On Thu, Apr 30, 2020 at 07:36:54PM +0200, Christian Ehrhardt wrote:
On Thu, Apr 30, 2020 at 7:23 PM Daniel P. Berrangé
<berrange(a)redhat.com> wrote:
>
> On Thu, Apr 30, 2020 at 06:28:08PM +0200, Christian Ehrhardt wrote:
> > On Thu, Apr 30, 2020 at 5:10 PM Daniel P. Berrangé <berrange(a)redhat.com>
wrote:
> > >
> > > On Thu, Apr 30, 2020 at 04:58:25PM +0200, Christian Ehrhardt wrote:
> > > > On Thu, Apr 30, 2020 at 2:51 PM Daniel P. Berrangé
<berrange(a)redhat.com> wrote:
> > > > Well it seems I have a reproducible symptom and a fix, but not the
> > > > explanation why the latter fixes the former.
> > > > I'll need to dive into some debug & analysis myself to
explain it better.
> > > > I'll be back here once I got time to do that in depth check.
> > > >
> > > > Until then whoever is affected (should be everyone) can give it a
> > > > thought as well.
> > > > Repro is as easy as
> > > > One console:
> > > > $ journalctl -f -u libvirt-guests
> > > > Other console:
> > > > $ systemctl stop libvirt-guests
> > > > $ systemctl start libvirt-guests
> > > >
> > > > I see it with 245.4-4ubuntu3 (18.04) I'm not seeing it on
> > > > 237-3ubuntu10.39 (20.04).
> > > > Maybe it is a systemd bug after all?

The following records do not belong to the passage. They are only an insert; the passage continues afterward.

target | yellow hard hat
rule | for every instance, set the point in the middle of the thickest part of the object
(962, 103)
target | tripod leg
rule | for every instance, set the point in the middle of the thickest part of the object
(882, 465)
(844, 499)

> > > > I'd be interested to hear if that is/isn't clobbering output
for
> > > > anyone else and what your systemd versions are?
> > >
> > > FWIW, it works correctly on Fedora 31 with systemd 243.
> >
> > Eoan with 242-7ubuntu3.7 is good as well.
> > I might need to try to get some interim versions from somewhere.
>
> I've reproduced on Fedora 33 rawhide with systemd 245 - the first
> place where it lists running guests is screwed up slightly:
>
> Apr 30 17:16:13 libvirt-fedora-rawhide systemd[1]: Stopping Suspend/Resume Running
libvirt Guests...
> Apr 30 17:16:13 libvirt-fedora-rawhide libvirt-guests.sh[69903]: Running guests on
default URI:
> Apr 30 17:16:13 libvirt-fedora-rawhide libvirt-guests.sh[69892]: Runningcore2
> Apr 30 17:16:13 libvirt-fedora-rawhide libvirt-guests.sh[69934]: Suspending guests
on default URI...
> Apr 30 17:16:13 libvirt-fedora-rawhide libvirt-guests.sh[69892]: SSuspending core1:
...
> Apr 30 17:16:14 libvirt-fedora-rawhide libvirt-guests.sh[69892]: Suspending core1:
done
> Apr 30 17:16:14 libvirt-fedora-rawhide libvirt-guests.sh[69892]: Suspending core2:
...
> Apr 30 17:16:15 libvirt-fedora-rawhide libvirt-guests.sh[69892]: Suspending core2:
done
> Apr 30 17:16:15 libvirt-fedora-rawhide systemd[1]: libvirt-guests.service:
Succeeded.
> Apr 30 17:16:15 libvirt-fedora-rawhide systemd[1]: Stopped Suspend/Resume Running
libvirt Guests.
>
> On resume it is even worse
>
> Apr 30 17:19:40 libvirt-fedora-rawhide systemd[1]: Starting Suspend/Resume Running
libvirt Guests...
> Apr 30 17:19:40 libvirt-fedora-rawhide libvirt-guests.sh[70041]: Resuming guests on
default URI...
> Apr 30 17:19:40 libvirt-fedora-rawhide libvirt-guests.sh[70030]: R
> Apr 30 17:19:40 libvirt-fedora-rawhide libvirt-guests.sh[70048]: R
> Apr 30 17:19:41 libvirt-fedora-rawhide libvirt-guests.sh[70048]: esuming guest
core1:
> Apr 30 17:19:41 libvirt-fedora-rawhide libvirt-guests.sh[70079]: esum
> Apr 30 17:19:41 libvirt-fedora-rawhide libvirt-guests.sh[70030]: e
> Apr 30 17:19:41 libvirt-fedora-rawhide libvirt-guests.sh[70086]: e
> Apr 30 17:19:42 libvirt-fedora-rawhide libvirt-guests.sh[70086]: esuming guest
core2:
> Apr 30 17:19:42 libvirt-fedora-rawhide libvirt-guests.sh[70119]: esum
> Apr 30 17:19:42 libvirt-fedora-rawhide libvirt-guests.sh[70030]: e
> Apr 30 17:19:42 libvirt-fedora-rawhide systemd[1]: Finished Suspend/Resume Running
libvirt Guests.
>
>
> It is possible it isn't systemd related - could be other packages that
> are co-incidentally affecting it.
Since launchpad holds all former builds still ready for download I
could easily test a few versions.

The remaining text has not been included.